I still have a major qualm with Ridley, as I have had since the beginning of the series. Although she may not be “Dark” per se in this novel, she still feels the need to topple the cheerleading pyramid to show off at basketball practice. It seems to me that if Sarafine is a Dark caster, and she is setting fire to her family, Ridley should be a little deeper than trivial high school pranks. In any event, she still proves to be an interesting one in this novel, and I’m eager to see how she’ll pan out in the final installment. Speaking of final installment, once you finish this third book, it’ll be impossible not to immediately download the e-book of the fourth. Cliff hanger, much?


Beautiful Darkness by Kami Garcia and Margaret Stohl

I am told, by very reliable sources, that the first Caster Chronicles book, with which I was (am) obsessed, is not the best in the series. In that case, I have high hopes for the third and fourth installments because the second, Beautiful Darkness, was bleak at best.
Much was missing from this second installment—perhaps most noteworthy, the relationship between Ethan and Lena. I understand than “Book 2 Breakups” are common in our YA universe; they create tension and add depth to the characters. But no depth was created from this temporary separation. I’m thinking now of New Moon (my favorite Twilight book) in which Edward leaves Bella but Bella develops a strong relationship with Jacob, which we readers were able to cling to and appreciate in the subsequent novels (even though we, obviously, wanted Bella back with Edward). In Beautiful Darkness, the authors do add new characters, but these characters don’t add to the plot or to our understanding of Ethan or Lena. Throughout this book, you never think for a second it will work with Ethan and the other girl, and, moreover, the other girl just has almost nothing likable about her. She is a base, stereotypical character, and the novel is filled with stereotypical YA filler dialogue and references to get through a couple hundred pages. (She’s British, and everyone calls her Mary Poppins.) Ethan also spends a lot of time with Link, who I have thought, since Beautiful Creatures, is much too much of a high school boy stigma. And Lena. Lena runs off to try and find herself (in a somewhat implausible way, if I might add) and only gets more unlikeable for it. She has her annoyances in the first book, but they’re magnified to an extreme here. And I still can’t fathom why she thought her method of self-discovery would make sense. She’s sixteen, but she’s not stupid. This leaves this book’s ending for the couple non-conclusive feeling—just cold and unrealized.

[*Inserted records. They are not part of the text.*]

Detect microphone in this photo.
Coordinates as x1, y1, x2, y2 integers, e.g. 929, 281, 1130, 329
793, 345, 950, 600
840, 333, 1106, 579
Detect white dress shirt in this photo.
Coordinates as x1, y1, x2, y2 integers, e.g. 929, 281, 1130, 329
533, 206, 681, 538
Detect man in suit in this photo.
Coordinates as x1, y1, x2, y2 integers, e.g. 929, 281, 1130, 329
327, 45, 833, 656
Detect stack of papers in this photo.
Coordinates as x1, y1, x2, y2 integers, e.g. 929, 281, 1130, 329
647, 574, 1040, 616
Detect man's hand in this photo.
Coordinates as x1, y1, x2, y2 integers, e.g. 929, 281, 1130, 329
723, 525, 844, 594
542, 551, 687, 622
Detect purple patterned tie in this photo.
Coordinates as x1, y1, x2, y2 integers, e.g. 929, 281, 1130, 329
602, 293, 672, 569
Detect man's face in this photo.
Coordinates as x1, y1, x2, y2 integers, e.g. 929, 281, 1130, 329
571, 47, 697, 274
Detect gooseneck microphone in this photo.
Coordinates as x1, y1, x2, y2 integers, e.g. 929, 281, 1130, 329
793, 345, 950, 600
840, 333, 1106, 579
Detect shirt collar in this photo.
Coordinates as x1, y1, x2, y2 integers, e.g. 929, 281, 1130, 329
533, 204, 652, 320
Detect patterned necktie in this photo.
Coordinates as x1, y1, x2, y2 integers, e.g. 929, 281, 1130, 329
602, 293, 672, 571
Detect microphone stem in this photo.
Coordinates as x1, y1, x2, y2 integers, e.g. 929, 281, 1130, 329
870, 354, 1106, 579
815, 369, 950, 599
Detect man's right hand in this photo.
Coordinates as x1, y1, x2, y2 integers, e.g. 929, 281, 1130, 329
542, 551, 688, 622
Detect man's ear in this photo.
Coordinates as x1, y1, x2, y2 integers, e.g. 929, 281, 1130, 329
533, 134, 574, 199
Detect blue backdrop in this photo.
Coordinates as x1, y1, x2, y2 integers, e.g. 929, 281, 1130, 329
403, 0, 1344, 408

My other major qualm with this installment was the higher power intervention. This was present in Beautiful Creatures, but only minorly—Amma helped Lena save Ethan at Ravenwood. But in this second book, Amma, and Lena’s family, and Ethan’s crazy old aunts—they were everywhere. Ethan couldn’t do anything on his own, and he was even worse off when he was with Link and Liv (Mary Poppins). When they almost got eaten by a deamon, Amma saved them. When they almost got attacked by incubi, other Lena’s family had their backs. Ethan and his friends were never able to conquer anything or anyone. Isn’t the fun of YA the idea that teenagers can save the world?
What Beautiful Darkness did have going for it was a great cliffhanger ending. Ridley truly came into play in this book as a major driving force in the series. In the first book, I was tired of her childishly “bad” antics; now, I’m eager to see what she’ll stir up in the future.